İSTEMİN KONUSU : ... İdari Dava Dairesince verilen ... günlü, E: ..., K: ... sayılı kararın, dilekçede yazılı nedenlerle, 2577 sayılı İdari Yargılama Usulü Kanunu'nun 49. maddesi uyarınca temyizen incelenerek bozulması isteminden ibarettir.
YARGILAMA SÜRECİ :
Dava Konusu İstem : Dava; davacı tarafından, Hazineye ait taşınmaz üzerinde turistik tesis yapmak suretiyle işgal ettiğinden bahisle hakkında düzenlenen ecrimisil düzeltme ihbarnamesi üzerine ödediği 134.989,00 TL'nin talep tarihi olan 09/05/2019 tarihinden itibaren işleyecek faiziyle birlikte ödenmesi istemiyle açılmıştır.
... İdare Mahkemesinin ... günlü ve E: ..., K: ... sayılı kararıyla asıl alacak yönünden karar verilmesine yer olmadığına, faiz istemi yönünden davanın kabulüne hükmedilmiş olup; bu kararın davalı idare tarafından istinaf yoluyla incelenmesinin istenilmesi üzerine, ... Bölge İdare Mahkemesi ... İdari Dava Dairesince verilen ... günlü, E: ..., K: ... sayılı kararla istinaf başvurusunun reddine temyiz yolu açık olmak üzere karar verilmiştir.

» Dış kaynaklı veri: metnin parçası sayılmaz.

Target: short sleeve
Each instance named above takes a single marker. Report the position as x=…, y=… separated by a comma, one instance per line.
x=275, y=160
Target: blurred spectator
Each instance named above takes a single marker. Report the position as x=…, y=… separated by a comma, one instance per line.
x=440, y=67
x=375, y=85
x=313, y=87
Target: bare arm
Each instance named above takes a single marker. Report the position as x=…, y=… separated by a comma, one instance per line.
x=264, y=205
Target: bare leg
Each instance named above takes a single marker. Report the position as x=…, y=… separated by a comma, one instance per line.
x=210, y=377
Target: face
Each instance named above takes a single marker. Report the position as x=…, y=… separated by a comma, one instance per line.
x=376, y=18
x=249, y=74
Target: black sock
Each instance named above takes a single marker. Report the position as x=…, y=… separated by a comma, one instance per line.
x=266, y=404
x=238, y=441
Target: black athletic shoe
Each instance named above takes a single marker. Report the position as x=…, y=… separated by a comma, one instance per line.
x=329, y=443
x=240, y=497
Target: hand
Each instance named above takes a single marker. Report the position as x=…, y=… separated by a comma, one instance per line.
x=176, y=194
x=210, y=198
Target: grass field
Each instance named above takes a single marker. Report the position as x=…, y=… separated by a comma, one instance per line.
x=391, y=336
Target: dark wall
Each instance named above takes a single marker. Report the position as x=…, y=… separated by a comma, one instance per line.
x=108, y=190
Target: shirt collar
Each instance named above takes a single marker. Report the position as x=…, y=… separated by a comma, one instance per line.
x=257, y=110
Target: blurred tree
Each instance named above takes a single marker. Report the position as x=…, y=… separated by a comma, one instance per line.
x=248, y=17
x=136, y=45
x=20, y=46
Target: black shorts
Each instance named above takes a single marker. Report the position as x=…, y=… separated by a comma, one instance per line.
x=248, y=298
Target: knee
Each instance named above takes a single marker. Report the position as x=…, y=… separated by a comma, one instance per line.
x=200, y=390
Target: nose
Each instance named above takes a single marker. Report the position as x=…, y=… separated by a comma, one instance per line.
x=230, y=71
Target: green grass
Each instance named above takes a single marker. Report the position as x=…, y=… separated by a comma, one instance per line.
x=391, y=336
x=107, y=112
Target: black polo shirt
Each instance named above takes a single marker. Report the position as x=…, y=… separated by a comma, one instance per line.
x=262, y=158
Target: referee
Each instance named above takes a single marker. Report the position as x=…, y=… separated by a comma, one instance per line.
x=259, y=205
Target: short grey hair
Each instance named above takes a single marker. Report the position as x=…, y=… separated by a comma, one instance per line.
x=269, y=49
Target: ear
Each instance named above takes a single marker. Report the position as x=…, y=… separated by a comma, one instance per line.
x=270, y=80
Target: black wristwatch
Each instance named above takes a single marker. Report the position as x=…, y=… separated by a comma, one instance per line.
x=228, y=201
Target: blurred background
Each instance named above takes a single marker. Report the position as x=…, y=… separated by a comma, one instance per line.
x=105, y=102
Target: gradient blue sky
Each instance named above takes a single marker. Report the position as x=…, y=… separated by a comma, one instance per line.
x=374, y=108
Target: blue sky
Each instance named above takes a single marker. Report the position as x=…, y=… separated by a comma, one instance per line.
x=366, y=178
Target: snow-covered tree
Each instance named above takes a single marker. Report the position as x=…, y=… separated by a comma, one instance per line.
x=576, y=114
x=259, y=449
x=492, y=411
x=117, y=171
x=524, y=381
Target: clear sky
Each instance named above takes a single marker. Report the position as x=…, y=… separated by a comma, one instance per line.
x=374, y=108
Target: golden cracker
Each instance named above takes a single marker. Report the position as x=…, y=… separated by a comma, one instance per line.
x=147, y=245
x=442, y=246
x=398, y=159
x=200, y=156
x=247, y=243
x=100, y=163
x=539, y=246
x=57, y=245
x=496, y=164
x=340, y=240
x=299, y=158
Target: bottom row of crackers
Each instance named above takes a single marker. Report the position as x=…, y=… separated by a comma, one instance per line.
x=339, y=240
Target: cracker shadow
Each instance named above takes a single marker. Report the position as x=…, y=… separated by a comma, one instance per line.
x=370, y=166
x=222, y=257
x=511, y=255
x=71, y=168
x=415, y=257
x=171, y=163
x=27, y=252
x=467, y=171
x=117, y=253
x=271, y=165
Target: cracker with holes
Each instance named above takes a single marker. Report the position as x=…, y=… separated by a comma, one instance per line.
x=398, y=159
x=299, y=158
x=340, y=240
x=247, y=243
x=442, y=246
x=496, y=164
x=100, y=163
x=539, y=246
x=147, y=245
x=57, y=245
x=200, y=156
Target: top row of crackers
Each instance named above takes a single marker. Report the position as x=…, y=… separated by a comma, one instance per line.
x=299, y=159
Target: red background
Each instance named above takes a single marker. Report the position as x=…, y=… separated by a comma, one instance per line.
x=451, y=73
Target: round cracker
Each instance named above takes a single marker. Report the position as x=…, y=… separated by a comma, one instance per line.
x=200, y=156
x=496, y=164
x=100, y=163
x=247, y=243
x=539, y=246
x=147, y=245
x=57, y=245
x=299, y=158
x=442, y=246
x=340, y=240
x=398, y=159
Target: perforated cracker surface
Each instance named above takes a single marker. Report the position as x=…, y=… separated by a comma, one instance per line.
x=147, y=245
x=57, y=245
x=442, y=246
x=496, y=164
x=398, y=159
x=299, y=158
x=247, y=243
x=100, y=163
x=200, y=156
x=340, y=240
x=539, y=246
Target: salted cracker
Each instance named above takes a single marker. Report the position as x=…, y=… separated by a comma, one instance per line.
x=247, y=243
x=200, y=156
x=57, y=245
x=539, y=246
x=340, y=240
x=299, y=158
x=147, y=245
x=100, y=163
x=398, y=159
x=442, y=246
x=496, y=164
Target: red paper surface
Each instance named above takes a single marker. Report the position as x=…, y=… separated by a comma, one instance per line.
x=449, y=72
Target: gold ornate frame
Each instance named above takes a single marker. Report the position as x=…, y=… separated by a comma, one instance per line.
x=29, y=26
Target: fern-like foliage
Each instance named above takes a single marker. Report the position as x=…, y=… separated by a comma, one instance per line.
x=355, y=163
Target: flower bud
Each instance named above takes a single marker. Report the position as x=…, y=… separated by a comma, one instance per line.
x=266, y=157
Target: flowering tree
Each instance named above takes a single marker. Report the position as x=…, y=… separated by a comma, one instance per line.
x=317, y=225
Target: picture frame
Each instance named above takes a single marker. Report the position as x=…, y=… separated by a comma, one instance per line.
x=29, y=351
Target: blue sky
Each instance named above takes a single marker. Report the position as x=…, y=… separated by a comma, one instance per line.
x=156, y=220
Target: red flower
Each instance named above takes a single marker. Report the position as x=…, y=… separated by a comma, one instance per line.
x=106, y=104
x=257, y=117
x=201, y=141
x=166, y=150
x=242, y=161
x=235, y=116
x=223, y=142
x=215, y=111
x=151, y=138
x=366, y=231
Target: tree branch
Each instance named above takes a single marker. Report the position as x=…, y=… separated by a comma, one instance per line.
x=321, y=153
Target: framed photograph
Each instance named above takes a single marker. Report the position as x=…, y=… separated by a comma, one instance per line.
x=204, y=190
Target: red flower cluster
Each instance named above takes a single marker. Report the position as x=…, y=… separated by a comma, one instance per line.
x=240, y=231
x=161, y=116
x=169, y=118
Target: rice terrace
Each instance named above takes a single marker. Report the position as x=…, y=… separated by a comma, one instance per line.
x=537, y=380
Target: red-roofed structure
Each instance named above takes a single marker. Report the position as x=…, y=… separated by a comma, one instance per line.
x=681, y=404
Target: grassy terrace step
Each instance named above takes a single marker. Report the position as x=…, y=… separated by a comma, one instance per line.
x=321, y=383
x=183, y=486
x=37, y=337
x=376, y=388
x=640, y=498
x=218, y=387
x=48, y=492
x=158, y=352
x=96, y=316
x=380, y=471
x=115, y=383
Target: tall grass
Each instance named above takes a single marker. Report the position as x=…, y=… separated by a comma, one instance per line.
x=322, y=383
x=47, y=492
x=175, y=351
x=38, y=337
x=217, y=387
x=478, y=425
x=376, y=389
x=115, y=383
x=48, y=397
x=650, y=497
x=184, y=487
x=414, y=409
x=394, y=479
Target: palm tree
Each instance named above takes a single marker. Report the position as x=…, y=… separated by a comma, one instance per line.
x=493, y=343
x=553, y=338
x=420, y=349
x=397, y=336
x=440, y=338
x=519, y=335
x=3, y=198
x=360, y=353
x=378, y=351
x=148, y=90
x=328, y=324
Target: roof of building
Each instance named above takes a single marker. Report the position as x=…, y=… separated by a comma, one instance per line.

TEMYİZ EDENİN İDDİALARI : Davalı İdare tarafından, anılan kararın temyizen incelenerek bozulmasını istemektedir.
KARŞI TARAFIN CEVABI : Cevap verilmemiştir.

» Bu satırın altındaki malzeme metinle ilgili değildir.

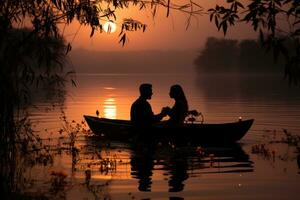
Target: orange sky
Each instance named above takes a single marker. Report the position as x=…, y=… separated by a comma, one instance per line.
x=162, y=33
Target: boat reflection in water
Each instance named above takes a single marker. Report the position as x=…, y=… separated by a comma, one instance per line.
x=176, y=164
x=180, y=163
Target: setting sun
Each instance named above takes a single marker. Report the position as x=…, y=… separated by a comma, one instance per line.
x=109, y=27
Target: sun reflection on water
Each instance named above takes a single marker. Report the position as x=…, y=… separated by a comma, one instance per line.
x=110, y=108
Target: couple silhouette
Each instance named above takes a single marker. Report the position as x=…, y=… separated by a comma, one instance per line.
x=141, y=113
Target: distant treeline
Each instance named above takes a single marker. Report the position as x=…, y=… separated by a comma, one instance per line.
x=225, y=55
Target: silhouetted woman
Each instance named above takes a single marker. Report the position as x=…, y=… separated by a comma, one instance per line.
x=179, y=111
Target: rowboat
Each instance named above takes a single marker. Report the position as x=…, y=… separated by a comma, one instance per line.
x=116, y=129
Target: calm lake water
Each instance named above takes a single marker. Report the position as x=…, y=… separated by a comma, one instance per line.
x=123, y=171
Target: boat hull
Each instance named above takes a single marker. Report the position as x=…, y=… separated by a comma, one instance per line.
x=192, y=133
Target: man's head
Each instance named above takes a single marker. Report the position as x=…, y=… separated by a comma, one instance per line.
x=146, y=90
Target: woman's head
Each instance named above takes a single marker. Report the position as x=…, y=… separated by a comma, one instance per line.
x=176, y=92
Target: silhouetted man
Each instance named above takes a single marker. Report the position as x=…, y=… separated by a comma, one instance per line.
x=141, y=113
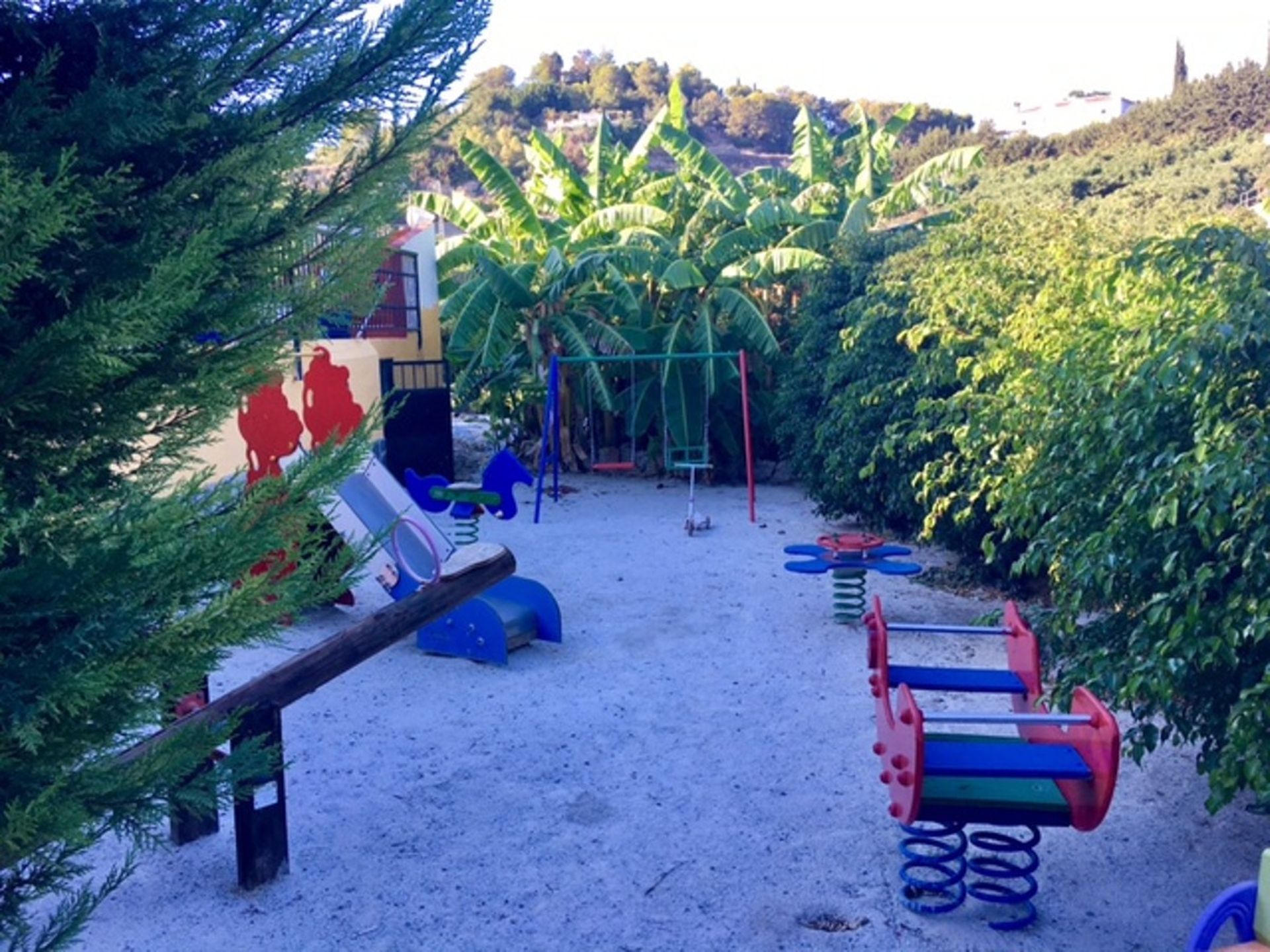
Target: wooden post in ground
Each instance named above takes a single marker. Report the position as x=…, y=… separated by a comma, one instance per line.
x=261, y=829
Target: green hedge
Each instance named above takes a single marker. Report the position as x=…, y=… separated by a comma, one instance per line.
x=1042, y=391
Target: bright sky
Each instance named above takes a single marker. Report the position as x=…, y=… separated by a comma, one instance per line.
x=976, y=56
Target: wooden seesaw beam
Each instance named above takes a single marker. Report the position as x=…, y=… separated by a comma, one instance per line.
x=261, y=830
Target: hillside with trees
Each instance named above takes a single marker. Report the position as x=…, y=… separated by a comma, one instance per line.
x=746, y=127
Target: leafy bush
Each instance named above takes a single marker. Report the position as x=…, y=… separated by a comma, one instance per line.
x=1128, y=440
x=836, y=403
x=904, y=321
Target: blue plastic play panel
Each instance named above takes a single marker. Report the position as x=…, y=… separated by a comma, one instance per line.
x=822, y=553
x=987, y=681
x=954, y=758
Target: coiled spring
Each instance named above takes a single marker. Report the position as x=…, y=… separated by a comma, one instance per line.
x=466, y=530
x=849, y=596
x=1005, y=870
x=934, y=867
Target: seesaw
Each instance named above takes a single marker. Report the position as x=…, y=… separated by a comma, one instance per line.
x=1058, y=770
x=409, y=554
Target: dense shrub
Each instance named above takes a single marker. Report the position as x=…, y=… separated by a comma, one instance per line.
x=1122, y=424
x=836, y=403
x=888, y=335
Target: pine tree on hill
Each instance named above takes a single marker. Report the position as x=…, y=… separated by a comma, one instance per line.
x=159, y=248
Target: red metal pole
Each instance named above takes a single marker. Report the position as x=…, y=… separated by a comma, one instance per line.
x=749, y=444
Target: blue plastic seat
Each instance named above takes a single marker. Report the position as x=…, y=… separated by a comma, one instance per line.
x=972, y=680
x=954, y=758
x=1238, y=905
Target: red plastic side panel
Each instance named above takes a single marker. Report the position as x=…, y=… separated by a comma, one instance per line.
x=875, y=626
x=1024, y=656
x=900, y=739
x=271, y=430
x=901, y=750
x=1099, y=744
x=329, y=407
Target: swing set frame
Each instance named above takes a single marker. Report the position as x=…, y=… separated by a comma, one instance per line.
x=550, y=450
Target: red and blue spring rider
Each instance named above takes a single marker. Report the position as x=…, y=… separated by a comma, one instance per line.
x=1060, y=770
x=847, y=556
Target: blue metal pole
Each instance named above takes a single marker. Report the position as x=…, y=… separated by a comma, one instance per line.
x=546, y=442
x=556, y=424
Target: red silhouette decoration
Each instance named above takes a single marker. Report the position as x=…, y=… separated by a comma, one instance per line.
x=271, y=429
x=328, y=400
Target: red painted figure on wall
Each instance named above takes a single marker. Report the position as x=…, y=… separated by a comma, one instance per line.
x=271, y=429
x=329, y=407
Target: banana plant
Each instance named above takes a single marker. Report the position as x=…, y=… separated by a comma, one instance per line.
x=520, y=286
x=850, y=175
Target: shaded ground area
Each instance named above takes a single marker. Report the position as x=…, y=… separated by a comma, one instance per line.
x=690, y=770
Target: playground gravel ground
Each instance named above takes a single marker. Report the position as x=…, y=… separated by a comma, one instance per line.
x=690, y=770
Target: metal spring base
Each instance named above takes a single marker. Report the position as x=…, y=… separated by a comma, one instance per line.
x=934, y=867
x=466, y=531
x=937, y=862
x=849, y=596
x=1006, y=871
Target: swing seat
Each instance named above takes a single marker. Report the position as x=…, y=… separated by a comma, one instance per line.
x=689, y=459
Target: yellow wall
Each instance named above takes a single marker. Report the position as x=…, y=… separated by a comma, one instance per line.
x=226, y=451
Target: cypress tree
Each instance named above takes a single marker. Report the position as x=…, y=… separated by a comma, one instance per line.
x=160, y=245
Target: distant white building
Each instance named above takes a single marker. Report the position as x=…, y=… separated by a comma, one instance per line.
x=1067, y=114
x=586, y=121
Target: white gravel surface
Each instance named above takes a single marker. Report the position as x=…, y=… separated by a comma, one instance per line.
x=690, y=770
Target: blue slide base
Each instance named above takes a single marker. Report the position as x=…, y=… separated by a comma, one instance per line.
x=478, y=630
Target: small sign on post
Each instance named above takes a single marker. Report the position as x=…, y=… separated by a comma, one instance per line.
x=261, y=815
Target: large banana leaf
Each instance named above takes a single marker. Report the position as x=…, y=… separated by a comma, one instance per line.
x=616, y=218
x=624, y=298
x=773, y=263
x=656, y=190
x=712, y=218
x=683, y=276
x=887, y=138
x=458, y=210
x=774, y=214
x=698, y=161
x=930, y=183
x=745, y=320
x=638, y=159
x=508, y=286
x=646, y=238
x=634, y=262
x=817, y=237
x=677, y=107
x=733, y=245
x=857, y=219
x=556, y=178
x=464, y=313
x=572, y=332
x=812, y=159
x=771, y=182
x=501, y=187
x=821, y=198
x=597, y=163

DANIŞTAY TETKİK HAKİMİ : ...
DÜŞÜNCESİ : Dava konusu edilen miktarın, temyiz sınırının altında kalması nedeniyle temyiz isteminin incelenmesine olanak bulunmadığı düşünülmektedir.
TÜRK MİLLETİ ADINA
Karar veren Danıştay İkinci Dairesi'nce, Tetkik Hâkimi'nin açıklamaları dinlendikten ve dosyadaki belgeler incelendikten sonra gereği görüşüldü:
İNCELEME VE GEREKÇE :
İLGİLİ MEVZUAT : 2577 sayılı İdari Yargılama Usulü Kanunu'nun 6545 sayılı Kanunla eklenen geçici 8. maddesinde, 6545 sayılı Kanunla kanun yollarına ilişkin getirilen hükümlerin 2576 sayılı Kanun'un anılan Kanunla değişik 3. maddesine göre kurulan bölge idare mahkemelerinin tüm yurtta göreve başlayacakları 20/07/2016 tarihinden sonra verilen kararlar hakkında uygulanacağı, aynı Kanun'un "İstinaf" başlıklı 45. maddesinin altıncı fıkrasında, bölge idare mahkemelerinin 46. maddeye göre temyize açık olmayan kararlarının kesin olduğu , "Temyiz" başlıklı 46. maddesinde; Danıştay dava dairelerinin nihai kararları ile bölge idare mahkemelerinin anılan maddede sayılan davalar hakkında verdikleri kararlara karşı Danıştay'da temyiz isteminde bulunulabileceği; "Temyiz dilekçeleri" başlıklı 48. maddesinin altıncı fıkrasında, temyizin kesin bir karar hakkında olması halinde kararı veren merciin temyiz isteminin reddine karar vereceği; aynı maddenin yedinci fıkrasında ise, temyizin kesin bir karar hakkında olması halinde altıncı fıkrada sözü edilen kararın Danıştayın ilgili dairesince kesin olarak verileceği kurala bağlanmıştır.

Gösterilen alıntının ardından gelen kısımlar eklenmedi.